The mall had a spacious park in its center.
Judy in the antique mall. Store fronts lined both sides of this mall. I didn't ask how big it really was.

And the central city is much more open and spacious today than it would have been in medieval times with only a few narrow alleys remaining as reminders of the city's medieval past. In its place are many restaurants and gift shops as this city attracts lovers of antiques and bric à brac the world over. Twice annually, there are international antique markets in the town. The rest of the year, there are antique markets every weekend. People come from far and wide to search for just the right antique to complete their collection. I know this will break Chuck Bowen's heart, but I refused to go to the spring international antiques fair because it would be impossible to park, to move, or even to breathe in that town on that weekend. Sorry, Chuck.

On our way home, we stopped at a small town called Le Thor, another small village along the Sorgue River. We only planned to visit the church as it was already 5 pm and our dinner reservations were at 8 pm.
Notre-Dame-du-Lac in Le Thor

Another walled village, with parts of the wall and a gate still intact, its church, completed in 1202, is romanesque, but with the very first hints of gothic visible in the construction of its nave. As such, it marks the transition that was occurring at this period of time.

When we arrived, we found that a concert by a chorale from Avignon had just been completed and several people remained cleaning up. (Lucky for us or the church would likely have been locked.) We spoke to a gentleman who gave us some basic information about the church and then turned us over to his wife who is clearly a docent of this church.
The lady in the white shawl is the enthusiastic docent we had the luck to meet. She knew everything about this church and shared it eagerly, giving us almost an hour of her time. We are grateful for her willingness to show us this gem.

She gave us an inside and outside tour of this national monument, barely damaged in the wars over time, and clearly a source of pride to this French woman.
Romanesque with a cupola over the nave/transept crossing and a traditionally romanesque apse

original doors

the Sorgue flows on the north side of the church (it would be on
the right in this photo

The church has no windows on the north side as it once was part of the city's protective outer ring. The Sorgue flowing along this side provided additional protection in the form of a natural moat.









In all, we spent an hour with this enthusiastic lady and were shown all sorts of interesting details.
The engraved characters are the marks of the stone carvers who would place their mark on each piece of stone the shaped from the quarry. It was how they were paid.
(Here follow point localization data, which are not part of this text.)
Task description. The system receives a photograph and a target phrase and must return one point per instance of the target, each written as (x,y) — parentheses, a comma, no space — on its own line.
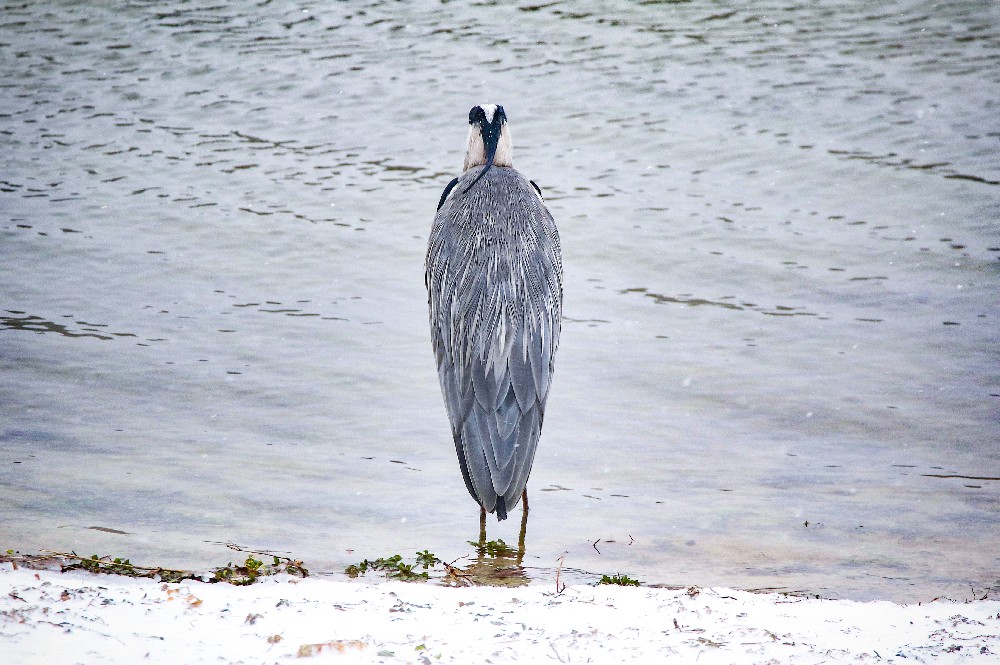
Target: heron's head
(489,139)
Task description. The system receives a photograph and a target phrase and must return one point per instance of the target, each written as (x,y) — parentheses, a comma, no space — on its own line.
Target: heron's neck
(475,152)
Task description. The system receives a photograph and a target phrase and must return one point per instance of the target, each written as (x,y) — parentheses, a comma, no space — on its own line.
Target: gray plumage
(494,280)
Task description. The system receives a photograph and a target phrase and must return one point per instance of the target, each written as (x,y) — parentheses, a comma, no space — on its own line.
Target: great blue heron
(494,282)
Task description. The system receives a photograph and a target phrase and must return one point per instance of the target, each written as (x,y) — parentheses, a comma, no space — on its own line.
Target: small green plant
(494,548)
(619,579)
(253,569)
(248,573)
(395,568)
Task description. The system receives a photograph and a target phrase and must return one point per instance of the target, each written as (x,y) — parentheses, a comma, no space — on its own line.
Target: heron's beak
(491,137)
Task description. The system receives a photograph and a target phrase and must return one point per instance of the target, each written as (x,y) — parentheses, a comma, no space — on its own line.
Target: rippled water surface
(779,366)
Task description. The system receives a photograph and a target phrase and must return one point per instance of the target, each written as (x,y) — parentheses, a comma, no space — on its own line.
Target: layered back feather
(494,279)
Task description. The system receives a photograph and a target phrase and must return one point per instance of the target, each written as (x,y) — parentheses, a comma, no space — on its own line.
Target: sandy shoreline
(52,618)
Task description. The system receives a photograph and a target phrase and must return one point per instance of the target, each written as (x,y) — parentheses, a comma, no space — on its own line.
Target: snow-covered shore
(51,618)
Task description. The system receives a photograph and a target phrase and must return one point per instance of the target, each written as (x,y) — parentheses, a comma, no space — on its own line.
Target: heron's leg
(482,528)
(524,526)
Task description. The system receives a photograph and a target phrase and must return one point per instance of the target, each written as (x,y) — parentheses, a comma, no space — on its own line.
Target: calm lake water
(780,364)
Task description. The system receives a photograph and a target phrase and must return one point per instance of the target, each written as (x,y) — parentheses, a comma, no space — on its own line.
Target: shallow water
(779,362)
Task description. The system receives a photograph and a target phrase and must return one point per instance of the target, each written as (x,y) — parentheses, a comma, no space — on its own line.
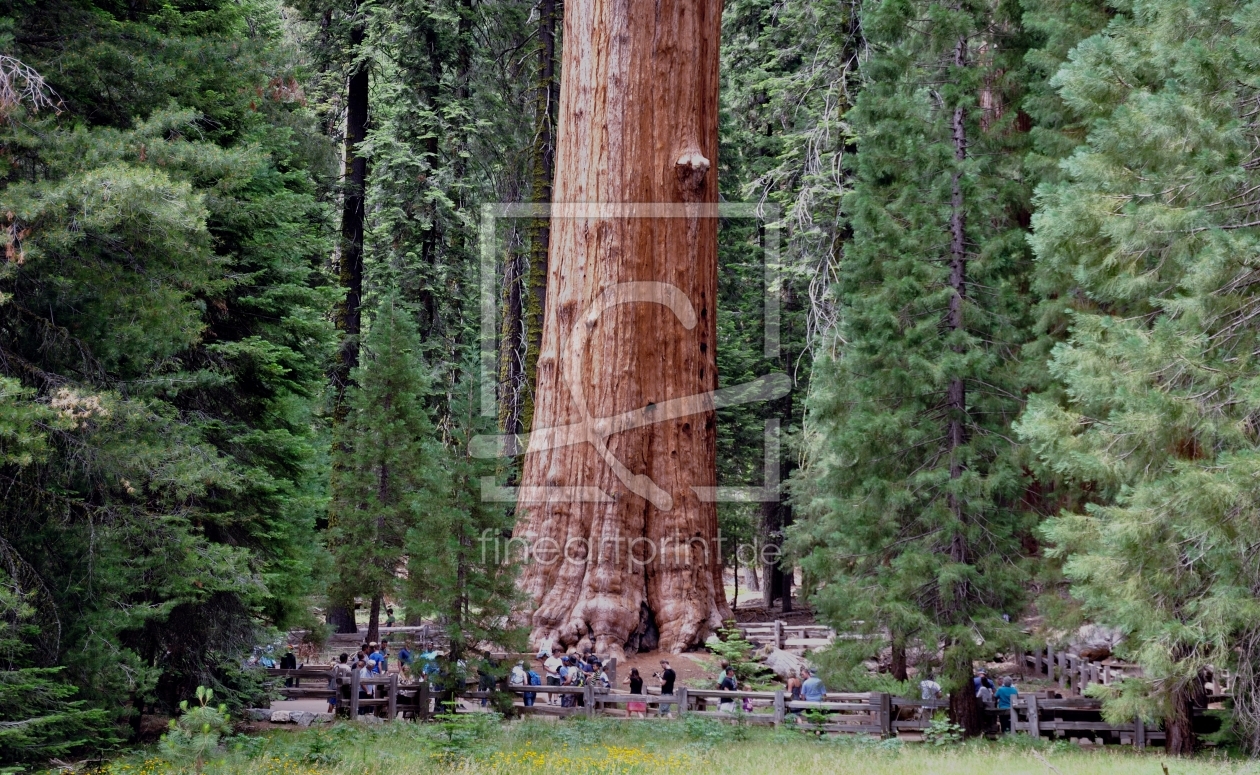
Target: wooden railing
(856,713)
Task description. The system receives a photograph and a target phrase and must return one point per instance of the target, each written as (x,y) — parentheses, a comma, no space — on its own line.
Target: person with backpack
(727,684)
(635,682)
(577,677)
(534,681)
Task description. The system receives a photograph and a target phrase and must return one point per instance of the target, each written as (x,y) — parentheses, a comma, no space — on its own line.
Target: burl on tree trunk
(629,334)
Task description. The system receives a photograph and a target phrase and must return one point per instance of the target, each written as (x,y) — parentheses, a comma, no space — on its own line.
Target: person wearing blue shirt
(1006,693)
(813,689)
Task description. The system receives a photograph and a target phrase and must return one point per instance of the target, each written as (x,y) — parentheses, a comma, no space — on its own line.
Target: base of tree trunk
(963,707)
(342,618)
(899,662)
(1178,727)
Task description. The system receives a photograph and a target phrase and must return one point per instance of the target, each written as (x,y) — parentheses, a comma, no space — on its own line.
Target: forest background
(240,328)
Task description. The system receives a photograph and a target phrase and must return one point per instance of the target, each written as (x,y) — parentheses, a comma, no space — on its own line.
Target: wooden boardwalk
(842,712)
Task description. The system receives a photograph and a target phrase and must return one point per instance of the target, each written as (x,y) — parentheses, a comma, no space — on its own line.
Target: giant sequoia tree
(629,328)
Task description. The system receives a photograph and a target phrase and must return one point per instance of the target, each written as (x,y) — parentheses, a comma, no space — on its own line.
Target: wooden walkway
(842,712)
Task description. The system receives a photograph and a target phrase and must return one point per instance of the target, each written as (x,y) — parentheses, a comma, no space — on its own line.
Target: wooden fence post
(354,694)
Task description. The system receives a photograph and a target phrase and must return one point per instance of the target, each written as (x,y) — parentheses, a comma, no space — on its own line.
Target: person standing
(405,659)
(1006,693)
(667,678)
(813,689)
(340,669)
(727,684)
(635,683)
(794,691)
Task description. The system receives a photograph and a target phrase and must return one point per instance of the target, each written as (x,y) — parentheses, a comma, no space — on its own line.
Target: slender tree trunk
(750,579)
(963,707)
(964,710)
(546,103)
(900,665)
(348,314)
(1179,727)
(956,393)
(350,272)
(630,324)
(374,620)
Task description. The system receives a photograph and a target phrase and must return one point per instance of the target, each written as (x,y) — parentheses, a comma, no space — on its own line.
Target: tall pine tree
(386,464)
(915,516)
(1151,237)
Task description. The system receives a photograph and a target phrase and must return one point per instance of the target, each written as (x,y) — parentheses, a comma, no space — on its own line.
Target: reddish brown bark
(638,125)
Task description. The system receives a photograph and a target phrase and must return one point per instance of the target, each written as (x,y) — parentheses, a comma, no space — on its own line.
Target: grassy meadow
(478,745)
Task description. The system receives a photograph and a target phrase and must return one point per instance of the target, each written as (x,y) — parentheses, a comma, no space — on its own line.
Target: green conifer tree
(386,470)
(1149,237)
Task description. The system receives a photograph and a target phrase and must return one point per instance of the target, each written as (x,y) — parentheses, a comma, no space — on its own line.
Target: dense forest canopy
(1013,247)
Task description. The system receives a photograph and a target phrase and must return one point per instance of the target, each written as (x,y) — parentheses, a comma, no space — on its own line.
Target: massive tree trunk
(629,325)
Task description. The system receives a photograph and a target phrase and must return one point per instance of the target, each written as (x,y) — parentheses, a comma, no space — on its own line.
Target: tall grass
(693,746)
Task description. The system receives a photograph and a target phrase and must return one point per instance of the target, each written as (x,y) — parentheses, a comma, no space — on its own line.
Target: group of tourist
(566,671)
(989,694)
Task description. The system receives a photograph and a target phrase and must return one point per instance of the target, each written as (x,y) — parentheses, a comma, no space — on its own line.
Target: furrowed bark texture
(638,124)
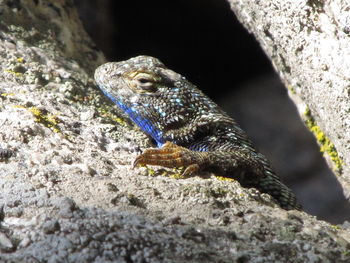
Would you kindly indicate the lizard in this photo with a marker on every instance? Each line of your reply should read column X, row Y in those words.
column 189, row 129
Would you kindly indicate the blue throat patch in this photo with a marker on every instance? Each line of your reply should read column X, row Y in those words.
column 145, row 124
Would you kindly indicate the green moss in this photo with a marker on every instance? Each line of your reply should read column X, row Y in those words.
column 291, row 89
column 326, row 146
column 43, row 117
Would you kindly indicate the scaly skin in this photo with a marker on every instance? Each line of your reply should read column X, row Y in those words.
column 190, row 129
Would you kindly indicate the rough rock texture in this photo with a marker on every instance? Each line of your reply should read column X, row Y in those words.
column 308, row 42
column 68, row 193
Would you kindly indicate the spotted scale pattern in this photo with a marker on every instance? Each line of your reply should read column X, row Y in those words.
column 191, row 129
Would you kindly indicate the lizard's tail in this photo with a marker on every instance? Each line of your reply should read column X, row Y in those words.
column 272, row 185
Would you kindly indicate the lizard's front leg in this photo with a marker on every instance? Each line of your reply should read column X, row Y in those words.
column 173, row 156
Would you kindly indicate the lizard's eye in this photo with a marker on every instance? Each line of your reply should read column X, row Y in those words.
column 145, row 82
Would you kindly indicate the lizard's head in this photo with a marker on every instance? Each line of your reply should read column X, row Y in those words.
column 156, row 98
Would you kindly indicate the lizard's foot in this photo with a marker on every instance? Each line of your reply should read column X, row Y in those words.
column 171, row 156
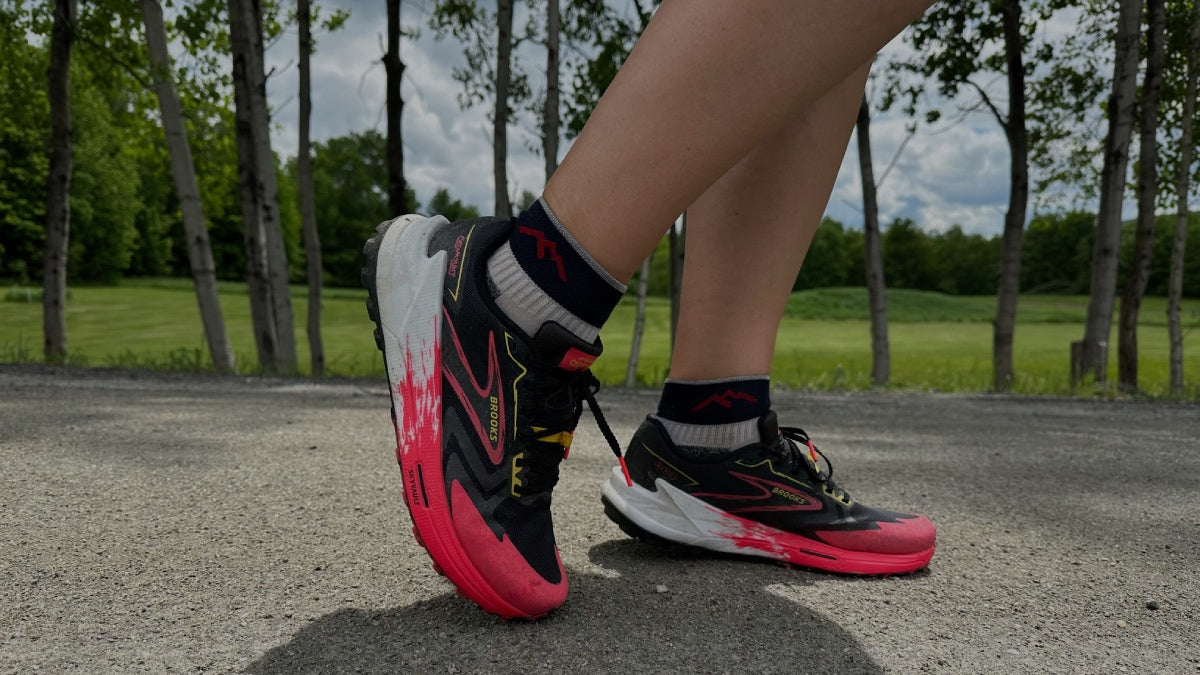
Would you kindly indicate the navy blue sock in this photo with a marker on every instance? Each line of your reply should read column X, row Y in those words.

A knight rides past an enemy who has been able to hide from him.

the bell tower was added much later and is a bit small for the size of the church. From here, one sees that the church is typically romanesque, but with the beginnings of decorations that hint also at the coming gothic style.

Now, after 6 pm, we needed to hurry home to get ready for our dinner at our local brasserie/restaurant, Le Pressoir. Our reservation is for 8 pm, civilized time in France, apparently. When we arrive at a restaurant before 7, it is sometimes not open yet.

The menu here includes pizzas and calzones, but also dinners both à la carte and as part of a 2- or 3-course meal (also called a menu). It's important to know that "Entrées" are first courses; "Plats" is the word meaning plate and is the main part of the meal; and of course, "Désserts" needs no further explanation. We all ordered à la carte and most had a plat + dessert, while a couple had pizza or calzone.
Judy's pizza provençal

Dave's calzone was huge

my medallions of pork in a honey-wine glaze, ratatouille, and french fries

By the time we walk back home after dinner, it is nearing 10 pm. Quick good-nights and bed as we have a full day of touring tomorrow. Bonne nuit! Dors bien!